Clearly, economic aspects should not be the only driver in designing a policy for suicide prevention. But from a health-economic perspective, the financial burden of suicide attempts as such justifies appropriate and targeted interventions. So far, few government-sponsored intervention schemes have addressed this issue. Our results suggest that specific subgroups, e.g. elderly patients or patients with mood disorders, cause disproportionately high costs. Programmes specifically targeting these groups could deliver a more attractive result in terms of economic outcomes.

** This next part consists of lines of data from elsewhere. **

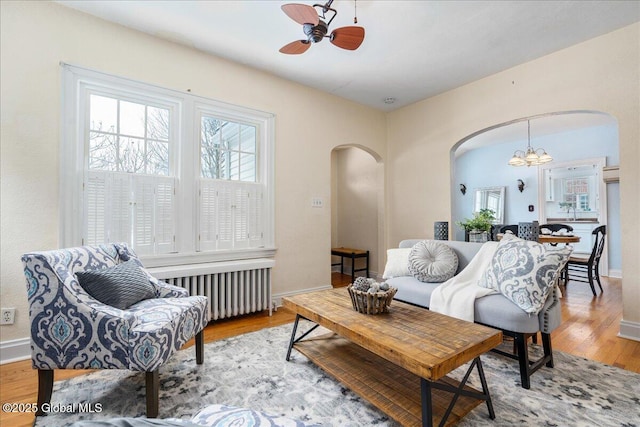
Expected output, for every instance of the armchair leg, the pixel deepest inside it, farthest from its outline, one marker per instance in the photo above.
(523, 360)
(45, 388)
(548, 352)
(152, 380)
(200, 347)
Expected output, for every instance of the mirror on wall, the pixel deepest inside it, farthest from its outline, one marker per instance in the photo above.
(490, 198)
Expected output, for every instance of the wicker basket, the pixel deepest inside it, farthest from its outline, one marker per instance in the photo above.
(367, 303)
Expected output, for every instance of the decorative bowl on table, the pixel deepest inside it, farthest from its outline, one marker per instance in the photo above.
(370, 297)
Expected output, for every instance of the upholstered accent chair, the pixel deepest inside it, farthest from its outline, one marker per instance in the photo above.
(130, 329)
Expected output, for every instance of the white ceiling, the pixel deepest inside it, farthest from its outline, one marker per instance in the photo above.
(412, 49)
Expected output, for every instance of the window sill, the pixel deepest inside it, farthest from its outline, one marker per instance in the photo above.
(167, 260)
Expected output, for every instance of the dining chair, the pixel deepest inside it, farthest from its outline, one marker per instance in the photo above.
(512, 228)
(555, 227)
(586, 269)
(528, 230)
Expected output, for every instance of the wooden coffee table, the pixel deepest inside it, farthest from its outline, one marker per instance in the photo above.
(399, 360)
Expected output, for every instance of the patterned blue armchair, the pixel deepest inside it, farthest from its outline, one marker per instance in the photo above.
(71, 329)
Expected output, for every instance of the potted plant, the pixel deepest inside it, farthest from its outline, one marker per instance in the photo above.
(478, 226)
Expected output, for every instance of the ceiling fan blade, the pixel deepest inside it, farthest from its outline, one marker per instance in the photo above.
(301, 13)
(296, 48)
(349, 38)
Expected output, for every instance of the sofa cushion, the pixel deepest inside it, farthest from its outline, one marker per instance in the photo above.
(413, 291)
(432, 261)
(525, 272)
(397, 263)
(120, 286)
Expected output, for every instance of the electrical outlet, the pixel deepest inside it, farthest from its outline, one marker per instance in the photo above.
(7, 316)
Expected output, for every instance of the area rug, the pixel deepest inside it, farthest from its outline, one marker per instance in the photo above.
(250, 371)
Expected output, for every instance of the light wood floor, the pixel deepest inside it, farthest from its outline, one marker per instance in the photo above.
(589, 329)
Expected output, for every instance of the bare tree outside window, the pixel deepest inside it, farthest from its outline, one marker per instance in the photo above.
(128, 137)
(227, 150)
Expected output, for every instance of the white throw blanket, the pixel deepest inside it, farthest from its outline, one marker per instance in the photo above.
(456, 297)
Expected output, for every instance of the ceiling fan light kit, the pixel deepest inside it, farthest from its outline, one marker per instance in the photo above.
(316, 29)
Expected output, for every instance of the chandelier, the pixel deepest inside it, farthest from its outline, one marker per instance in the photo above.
(531, 157)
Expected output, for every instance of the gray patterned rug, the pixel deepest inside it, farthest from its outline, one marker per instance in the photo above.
(250, 371)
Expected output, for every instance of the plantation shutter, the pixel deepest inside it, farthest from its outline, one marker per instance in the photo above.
(208, 211)
(224, 216)
(95, 199)
(118, 204)
(132, 209)
(165, 229)
(240, 216)
(255, 213)
(143, 207)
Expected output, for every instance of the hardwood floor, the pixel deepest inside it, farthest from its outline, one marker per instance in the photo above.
(589, 329)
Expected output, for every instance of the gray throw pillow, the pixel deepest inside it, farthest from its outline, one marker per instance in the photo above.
(525, 272)
(432, 261)
(119, 286)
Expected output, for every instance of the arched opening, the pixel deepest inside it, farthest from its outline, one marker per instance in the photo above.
(480, 160)
(357, 201)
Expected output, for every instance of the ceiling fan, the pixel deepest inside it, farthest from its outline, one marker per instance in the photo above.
(316, 29)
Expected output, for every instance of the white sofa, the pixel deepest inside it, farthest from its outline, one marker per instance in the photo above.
(493, 310)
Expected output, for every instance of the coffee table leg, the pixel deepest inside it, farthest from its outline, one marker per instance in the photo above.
(485, 389)
(293, 339)
(427, 408)
(293, 336)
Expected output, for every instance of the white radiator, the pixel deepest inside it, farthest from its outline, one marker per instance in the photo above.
(232, 288)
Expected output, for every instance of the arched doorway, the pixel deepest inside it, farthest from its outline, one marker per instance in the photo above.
(357, 203)
(480, 160)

Funding / potential competing interests: The study was supported by grants of the Voluntary Academic Society Basel (2 July 2007) and the Swiss Federal Office of Public Health (contract No. 02.001.732/2.25.01.–382). G. Stoppe has been receiving speaker and advisory board honoraria from various companies including Astra Zeneca, Bristol Myers Squibb, Desitin, Eli Lilly, Janssen Cilag, Lundbeck, Merz, Novartis, Pfizer, Sanofi, Servier. She received research grants by Bristol Myers Squibb. A. Riecher-Rössler has been receiving support from Eli Lilly, Lundbeck, Mepha Pharma, Pfizer, Servier. The other authors declare no conflicts of interest.